Foodblogger: Die neue Fress-Klasse | BISS

Foodblogger: Die neue Fress-Klasse

Eine unappetitliche Entwicklung

 

Sie wollen gutes Geld verdienen? Vielleicht, ohne sich dabei halb tot zu arbeiten? Dann werden sie doch Foodblogger. Zumindest in Frankreich wäre diese Rechnung fast aufgegangen.

Der 6. März war vielleicht kein guter Tag für den Foodblogger Bruno Verjus. Im Nebensatz eines Beitrages zum „Guide Michelin“ breitete die renommierte Tageszeitung „Le Monde“ sein neues „Geschäftsmodell“ aus. Köche und Wirte könnten ihm 2.400 Euro plus Mwst. zahlen, um inklusive Foto im „Wegbereiter eines neuen Guides“ zu erscheinen. Verjus fühlt sich indes missverstanden, man hätte seine Pläne nicht genügend detailliert, in der Summe sei eine Art Last-Minute-Reservierungsservice inbegriffen und überhaupt würde er das Projekt nicht weiter verfolgen. Kurioserweise verzichtete er bislang  auf eine Stellungnahme in seinem Medium, dem eigenen Blog.

Die Idee war simpel, aber bislang verpönt: Köche und Wirte sollen einen ihrer Kritiker, denn als solcher agiert Verjus gern und oft, direkt mit eigenem Geld bezahlen, mit satten 2400 Euro pro Haus. Und weil ein normal konstituierter Mensch zweimal pro Tag essen kann, lässt sich Verjus potenzieller Verdienst leicht errechnen.
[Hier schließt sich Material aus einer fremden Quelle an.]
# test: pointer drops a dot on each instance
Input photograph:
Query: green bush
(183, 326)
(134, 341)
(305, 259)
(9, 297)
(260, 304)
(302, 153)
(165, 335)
Es gibt gierige Foodblogger

Andere Foodblogger – nicht etwa Journalisten oder Restaurantkritiker – wurden zuerst auf Verjus aufmerksam. Wie konnte dieser Mann ein- bis drei Mal pro Woche aus den besten Restaurants der Welt posten, hunderte Kilometer reisen und Rechnungen bezahlen? Gerüchte tauchten auf, Verjus würde einen  Food-Industriellen in Sachen Internet-Kommunikation beraten. Entsprechend reagierte die französische Blogger-Szene nach dem Beitrag in Le Monde empört, aber nicht wirklich erstaunt.

Verjus ist eine Ausnahme, aber er ist nicht allein. Aus Frankreich erreichen den Autor dieses Beitrags zuweilen Anfragen der etwas anderen Art von den Presseabteilungen der neuen Superhotels asiatischer Ketten. „Ein Blogger aus Deutschland hat bei uns um Gratiszimmer und Diner gebeten“ heißt es dann. Wenn man den Pressesprecher ein wenig kennt fallen auch andere Worte: Der Antragsteller hätte deutlich darauf hingewiesen, dass er „Juror für die „San Pellegrino 50 Best Restaurants“ sei“, also bei der jährlichen Rangliste des britischen „Restaurant Magazine“ mitstimmen darf. Ob diese Information zutreffend ist, kann der Hotelier nicht leicht überprüfen: Die jeweils aktuelle Jury wird erst nach der Preisverleihung bekannt gegeben.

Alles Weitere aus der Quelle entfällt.